Le président, lui, est courbé sur sa table de travail, occupé à relire et à griffonner des notes. Il prépare l'entretien le plus important, peut-être, de ce début de quinquennat. Dans quelques minutes, il pourrait donner l'ordre à ses armées de lancer une attaque aérienne sur la Syrie. C'est en tout cas le but de cette conversation avec Barack Obama, calée depuis le lundi 26 août : sanctionner enfin Bachar Al-Assad, coupable d'avoir usé de l'arme chimique contre ses populations civiles, comme l'avait d'ailleurs documenté Le Monde (daté du 28 mai 2013).
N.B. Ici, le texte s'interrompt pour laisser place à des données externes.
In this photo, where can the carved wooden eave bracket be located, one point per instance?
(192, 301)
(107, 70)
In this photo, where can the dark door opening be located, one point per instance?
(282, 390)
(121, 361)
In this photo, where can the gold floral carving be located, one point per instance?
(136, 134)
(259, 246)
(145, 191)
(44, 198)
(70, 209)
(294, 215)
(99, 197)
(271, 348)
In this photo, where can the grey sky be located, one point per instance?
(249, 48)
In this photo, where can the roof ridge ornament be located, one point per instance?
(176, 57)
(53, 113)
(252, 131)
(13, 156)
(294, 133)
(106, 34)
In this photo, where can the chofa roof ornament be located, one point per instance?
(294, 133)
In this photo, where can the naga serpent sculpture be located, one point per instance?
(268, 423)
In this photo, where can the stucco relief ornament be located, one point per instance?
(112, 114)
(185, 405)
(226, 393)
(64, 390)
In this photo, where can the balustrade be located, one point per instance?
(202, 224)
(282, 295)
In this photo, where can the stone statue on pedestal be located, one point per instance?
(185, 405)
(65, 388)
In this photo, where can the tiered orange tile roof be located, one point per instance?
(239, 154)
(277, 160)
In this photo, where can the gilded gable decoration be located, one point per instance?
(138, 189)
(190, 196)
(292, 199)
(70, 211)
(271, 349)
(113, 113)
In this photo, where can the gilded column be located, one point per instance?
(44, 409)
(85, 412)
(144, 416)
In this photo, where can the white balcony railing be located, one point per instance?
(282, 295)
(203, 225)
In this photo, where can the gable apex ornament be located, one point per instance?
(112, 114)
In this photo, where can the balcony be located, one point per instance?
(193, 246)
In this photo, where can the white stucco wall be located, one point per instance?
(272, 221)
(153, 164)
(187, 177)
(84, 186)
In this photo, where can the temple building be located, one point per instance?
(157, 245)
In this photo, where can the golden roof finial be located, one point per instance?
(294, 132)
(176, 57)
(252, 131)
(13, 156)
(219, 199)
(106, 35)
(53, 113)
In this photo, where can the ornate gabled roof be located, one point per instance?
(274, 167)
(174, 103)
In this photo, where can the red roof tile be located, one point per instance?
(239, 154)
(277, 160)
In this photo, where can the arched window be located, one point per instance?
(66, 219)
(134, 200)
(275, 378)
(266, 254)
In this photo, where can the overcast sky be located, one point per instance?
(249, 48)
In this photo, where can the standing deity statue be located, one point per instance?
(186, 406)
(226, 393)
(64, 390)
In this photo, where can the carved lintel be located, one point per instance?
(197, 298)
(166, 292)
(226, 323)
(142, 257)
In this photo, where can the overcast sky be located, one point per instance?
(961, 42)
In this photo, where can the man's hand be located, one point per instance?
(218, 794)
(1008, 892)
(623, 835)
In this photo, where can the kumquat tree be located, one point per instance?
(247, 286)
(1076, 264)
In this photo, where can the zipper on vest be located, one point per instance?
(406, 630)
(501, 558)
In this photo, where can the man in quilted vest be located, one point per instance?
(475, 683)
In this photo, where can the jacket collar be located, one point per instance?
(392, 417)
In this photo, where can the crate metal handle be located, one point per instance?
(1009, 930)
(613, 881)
Sur le bureau du président, envahi de dossiers, quelques documents, certains estampillés " Confidentiel défense ". Hollande consulte l'un d'entre eux en particulier. Nous en avons eu copie. Rédigé la veille, le 29 août, par son état-major particulier, il détaille la " timeline du raid " à venir. C'est le véritable vade-mecum de l'intervention française. Tout y est répertorié. La veille de l'attaque, les Rafale des bases d'Abou Dhabi et de Djibouti devront avoir finalisé leurs derniers tests à 15 heures. Le président de la République devra donner son accord final à 20 heures. Les équipages seront briefés à 21 heures, pour un décollage prévu à 22 h 40. Le dernier contre-ordre possible, pour le chef de l'Etat, pourra intervenir à 1 heure du matin, jour de l'attaque. Après, il sera trop tard. Cinq missiles Scalp seront lancés à 2 h 30, pour atteindre leurs cibles, des bases militaires syriennes, trente minutes plus tard. -Hollande annote le document, compare les décalages horaires, pour mieux se caler avec l'allié américain.
Ses conseillers les plus proches, le général Benoît Puga, chef de l'état-major particulier de la présidence, et Paul Jean-Ortiz, patron de la cellule diplomatique (mort en juillet 2014), ont produit des notes, en vue de cet entretien au plus haut niveau. Encore deux minutes.
Hollande relit les recommandations de son staff. Jean-Ortiz lui conseille quelques phrases, à glisser dans la conversation avec Obama : " La question du calendrier est d'importance. Je reste d'avis qu'il faut faire vite pour des raisons opérationnelles (redéploiement des moyens militaires du régime, évacuation des sites ciblés) et politiques (volatilité de l'opinion publique, enlisement aux Nations unies). " Le chef de l'Etat devra aussi placer deux questions essentielles : " Quelle est votre décision concernant le lancement d'opérations militaires ? Quel est votre calendrier ? " Obama va devoir prendre ses responsabilités. En cas de report des opérations, conclut Jean-Ortiz, il faudra " consolider le dossier chimique et -exposer une nouvelle fois le blocage russe ".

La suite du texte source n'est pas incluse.